Revisiting the Aviation Safety vs. Networking discussion

Michael Sinatra michael at rancid.berkeley.edu
Mon Dec 28 19:38:37 UTC 2009


On 12/25/09 7:57 AM, Anton Kapela wrote:

> What I'm getting at is that after following this thread for a while,
> I'm not convinced any amount of process-borrowing is going to solve
> problems better, faster, or even avoid them in the first place. At
> best, our craft is 1/3rd as "old" (if that's somehow I measure of
> maturity) as flight and nobody is being sued to settle 200+ accidental
> deaths because of our mistakes.

So, we're supposed to make the mistakes of aviation, nuclear power, the 
chemical industry (i.e. Bhopal), oil production & refining, etc., all 
over again?

Checklists and MOPs are but one of the things we ignore from other 
industries.  Some others:

o Increasing complexity and tight coupling lead to systemic failures. 
Simply grafting redundancy onto complex systems can make them less, not 
more, reliable.  Yet this is the trend in networking.  "Want bells and 
whistles, firewalls, load-balancers, rate-limiters in your network?  You 
can have 'em without sacrificing reliability if you just buy two of 'em!"
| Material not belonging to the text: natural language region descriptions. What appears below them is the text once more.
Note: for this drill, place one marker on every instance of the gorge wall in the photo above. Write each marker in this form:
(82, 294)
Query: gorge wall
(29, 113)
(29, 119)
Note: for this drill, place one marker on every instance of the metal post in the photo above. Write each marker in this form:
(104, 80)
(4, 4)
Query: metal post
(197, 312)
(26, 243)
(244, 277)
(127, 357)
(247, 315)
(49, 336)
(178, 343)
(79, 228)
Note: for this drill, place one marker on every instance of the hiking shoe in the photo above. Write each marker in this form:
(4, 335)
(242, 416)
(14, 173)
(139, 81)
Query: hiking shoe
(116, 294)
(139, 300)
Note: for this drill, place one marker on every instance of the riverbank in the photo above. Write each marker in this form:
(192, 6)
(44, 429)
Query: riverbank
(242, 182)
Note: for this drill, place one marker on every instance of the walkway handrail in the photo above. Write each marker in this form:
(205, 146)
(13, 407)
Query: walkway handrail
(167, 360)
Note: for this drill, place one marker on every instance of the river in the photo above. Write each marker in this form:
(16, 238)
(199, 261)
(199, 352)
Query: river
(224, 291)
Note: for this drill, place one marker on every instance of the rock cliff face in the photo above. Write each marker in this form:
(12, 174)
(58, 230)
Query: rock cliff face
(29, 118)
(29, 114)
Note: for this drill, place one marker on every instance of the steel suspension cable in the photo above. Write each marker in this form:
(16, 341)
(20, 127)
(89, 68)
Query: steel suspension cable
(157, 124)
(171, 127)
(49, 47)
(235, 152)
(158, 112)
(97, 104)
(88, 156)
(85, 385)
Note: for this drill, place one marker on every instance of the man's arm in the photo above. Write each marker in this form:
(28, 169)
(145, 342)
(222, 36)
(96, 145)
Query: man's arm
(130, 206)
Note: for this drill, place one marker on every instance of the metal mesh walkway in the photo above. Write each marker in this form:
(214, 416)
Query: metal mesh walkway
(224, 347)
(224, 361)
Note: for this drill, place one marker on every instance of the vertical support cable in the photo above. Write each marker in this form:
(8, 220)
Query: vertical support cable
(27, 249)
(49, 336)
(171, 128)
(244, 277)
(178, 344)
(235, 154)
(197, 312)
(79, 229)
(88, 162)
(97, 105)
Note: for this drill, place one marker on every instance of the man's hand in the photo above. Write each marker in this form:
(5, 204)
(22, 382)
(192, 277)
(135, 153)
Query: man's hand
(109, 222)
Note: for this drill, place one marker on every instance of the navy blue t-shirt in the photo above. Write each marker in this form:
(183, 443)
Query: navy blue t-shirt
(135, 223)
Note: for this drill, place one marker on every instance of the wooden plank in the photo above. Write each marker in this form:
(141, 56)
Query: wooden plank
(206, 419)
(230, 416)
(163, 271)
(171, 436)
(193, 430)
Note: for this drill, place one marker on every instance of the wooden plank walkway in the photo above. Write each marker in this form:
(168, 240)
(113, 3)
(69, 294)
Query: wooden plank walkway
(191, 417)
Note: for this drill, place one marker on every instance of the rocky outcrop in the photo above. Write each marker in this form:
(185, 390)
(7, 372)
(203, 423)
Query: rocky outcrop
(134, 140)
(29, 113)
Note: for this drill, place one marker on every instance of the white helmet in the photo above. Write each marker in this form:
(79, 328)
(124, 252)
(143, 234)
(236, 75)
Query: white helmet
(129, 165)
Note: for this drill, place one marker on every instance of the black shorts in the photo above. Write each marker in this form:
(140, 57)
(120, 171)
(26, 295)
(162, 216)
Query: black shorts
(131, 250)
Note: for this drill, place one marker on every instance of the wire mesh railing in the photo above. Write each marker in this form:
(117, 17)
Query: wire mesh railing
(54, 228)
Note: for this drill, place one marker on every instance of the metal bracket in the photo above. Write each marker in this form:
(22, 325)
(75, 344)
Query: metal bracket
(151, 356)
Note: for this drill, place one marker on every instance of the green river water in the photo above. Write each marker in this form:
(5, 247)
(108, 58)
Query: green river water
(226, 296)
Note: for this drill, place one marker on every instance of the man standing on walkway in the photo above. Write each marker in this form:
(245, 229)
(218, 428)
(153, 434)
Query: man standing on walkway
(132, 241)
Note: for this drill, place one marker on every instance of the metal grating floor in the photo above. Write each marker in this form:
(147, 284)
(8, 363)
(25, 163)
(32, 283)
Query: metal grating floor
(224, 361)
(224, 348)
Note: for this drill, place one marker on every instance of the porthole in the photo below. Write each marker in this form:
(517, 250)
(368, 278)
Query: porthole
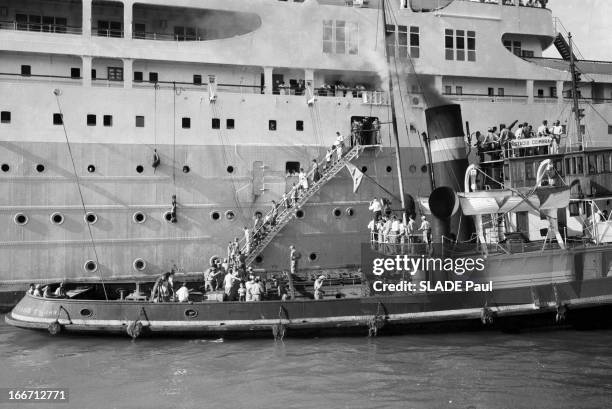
(168, 216)
(57, 218)
(20, 219)
(139, 217)
(86, 312)
(91, 218)
(139, 264)
(90, 266)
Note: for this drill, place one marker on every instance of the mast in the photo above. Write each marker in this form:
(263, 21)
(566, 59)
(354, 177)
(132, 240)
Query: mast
(393, 117)
(575, 78)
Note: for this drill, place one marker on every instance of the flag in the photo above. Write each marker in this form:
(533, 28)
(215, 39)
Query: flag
(356, 174)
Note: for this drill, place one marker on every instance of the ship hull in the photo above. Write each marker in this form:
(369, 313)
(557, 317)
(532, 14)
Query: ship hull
(578, 304)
o The gradual acceptance of components or procedures that have adequate 
reliability for a certain task (say, research) that are not reliable 
enough for another task (e.g. being a critical part of a 1,000 megawatt 
nuclear power plant) without understanding the implications.  Do we know 
how our technology is being used and will be used?  Will the people 
adopting IP for everything (the "smart grid," VoIP, life-supporting 
functions) fail to see these implications just as the people who shoved 
a fissile core into a pressure vessel did?

This last point directly contradicts the theme of your message.  The 
notion that what we do is not (yet) a matter of life-or-death has bitten 
other industries in the past and it provides a nice illustration of why 
we should *not* be ignoring their lessons.